Chapter 13 Bayesian Meta

您所在的位置：网站首页 › networkmeta › Chapter 13 Bayesian Meta

Chapter 13 Bayesian Meta

2024-02-13 03:43| 来源: 网络整理| 查看: 265

13 Bayesian Meta-Analysis

I n the last chapters, we have delved into somewhat more sophisticated extensions of meta-analysis, such as “multilevel” models (Chapter 10), meta-analytic structural equation modeling (Chapter 11), and network meta-analysis (Chapter 12). Now, we will take one step back and revisit “conventional” meta-analysis again–but this time from another angle. In this chapter, we deal with Bayesian meta-analysis.

We already covered a Bayesian model in the last chapter on network meta-analysis. There, we discussed the main ideas behind Bayesian statistics, including Bayes’ theorem and the idea of prior distributions (see Chapter 12.3.1). In the present chapter, we build on this knowledge and try to get a more thorough understanding of the “Bayesian way” to do meta-analysis. When we set up our Bayesian network meta-analysis model, for example, the {gemtc} package specified the priors automatically for us. Here, we will do this ourselves.

While its background is slightly more involved, we will see that Bayesian meta-analysis essentially aims to do the same thing as any “conventional” meta-analysis: it pools observed effect sizes into one overall (true) effect. Using a Bayesian model, however, also comes with several practical advantages compared to frequentist approaches. This makes it worthwhile to learn how we can implement such models using R.

13.1 The Bayesian Hierarchical Model

To perform a Bayesian meta-analysis, we employ a so-called Bayesian hierarchical model (Röver 2017; Julian Higgins, Thompson, and Spiegelhalter 2009). We already briefly covered this type of model in the network meta-analysis chapter (Chapter 12.3.2).

In Chapter 10, we learned that every meta-analytic model comes with an inherent “multilevel”, and thus hierarchical, structure. On the first level, we have the individual participants. Data on this level usually reaches us in the form of calculated effect sizes $\hat\theta_k$ of each study $k$. We assume that participants are nested within studies on the second level and that the true effect sizes $\theta_k$ of different studies in our meta-analysis follow their own distribution. This distribution of true effects has a mean $\mu$ (the pooled “true” effect we want to estimate) and variance $\tau^2$, representing the between-study heterogeneity.

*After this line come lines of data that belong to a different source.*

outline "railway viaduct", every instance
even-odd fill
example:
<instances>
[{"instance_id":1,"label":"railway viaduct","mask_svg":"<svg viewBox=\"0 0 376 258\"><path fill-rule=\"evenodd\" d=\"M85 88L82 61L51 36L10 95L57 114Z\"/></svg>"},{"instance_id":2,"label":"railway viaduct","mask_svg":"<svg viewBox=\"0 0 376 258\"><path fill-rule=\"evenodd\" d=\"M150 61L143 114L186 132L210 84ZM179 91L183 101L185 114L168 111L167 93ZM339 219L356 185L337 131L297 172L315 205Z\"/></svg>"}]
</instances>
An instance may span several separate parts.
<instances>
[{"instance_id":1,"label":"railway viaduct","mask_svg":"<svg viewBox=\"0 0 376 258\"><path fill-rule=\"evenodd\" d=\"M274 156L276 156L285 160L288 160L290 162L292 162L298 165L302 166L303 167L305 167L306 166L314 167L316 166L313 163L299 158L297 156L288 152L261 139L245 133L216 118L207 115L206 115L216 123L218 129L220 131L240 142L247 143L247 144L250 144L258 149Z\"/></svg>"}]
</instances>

Let us try to formalize this. On the first level, we assume that the observed effect size $\hat\theta_k$ reported in study $k$ is an estimate of the “true” effect $\theta_k$ in this study. The observed effect $\hat\theta_k$ deviates from $\theta_k$ due to the sampling error $\epsilon_k$. This is because we assume that $\hat\theta_k$ was drawn (sampled) from the population underlying $k$. This population can be seen as a distribution with mean $\theta_k$, the “true” effect of the study, and a variance $\sigma^2$.

In the second step, we assume that the true effect sizes $\theta_k$ themselves are only samples of an overarching distribution of true effect sizes. The mean of this distribution $\mu$ is the pooled effect size we want to estimate. The study-specific true effects $\theta_k$ deviate from $\mu$ because the overarching distribution also has a variance $\tau^2$, signifying the between-study heterogeneity. Taken together, this gives these two equations:

\[\begin{align} \hat\theta_k &\sim \mathcal{N}(\theta_k,\sigma_k^2) \notag \\ \theta_k &\sim \mathcal{N}(\mu,\tau^2) \tag{13.1} \end{align}\]

Here, we use $\mathcal{N}$ to indicate that parameters to the left were sampled from a normal distribution. Some may argue that this is an unnecessarily strict assumption for the second equation (Julian Higgins, Thompson, and Spiegelhalter 2009), but the formulation as shown here is the one that is used most of the time. As covered before, the fixed-effect model is simply a special case of this model in which we assume that $\tau^2 = 0$, meaning that there is no between-study heterogeneity, and that all studies share one single true effect size (i.e. that for all studies $k$: $\theta_k = \mu$).

We can also simplify this formula by using the marginal form:

\[\begin{equation} \hat\theta_k \sim \mathcal{N}(\mu,\sigma_k^2 + \tau^2) \tag{13.2} \end{equation}\]

You may have already detected that these formulas look a lot like the ones we defined when discussing the random-effects (Chapter 4.1.2) and three-level meta-analysis (Chapter 10.1) model. Indeed, there is nothing particularly “Bayesian” about this formulation. This changes, however, when we add the following equations (Williams, Rast, and Bürkner 2018):

\[\begin{align} (\mu, \tau^2) &\sim p(.) \notag \\ \tau^2 &> 0 \tag{13.3} \end{align}\]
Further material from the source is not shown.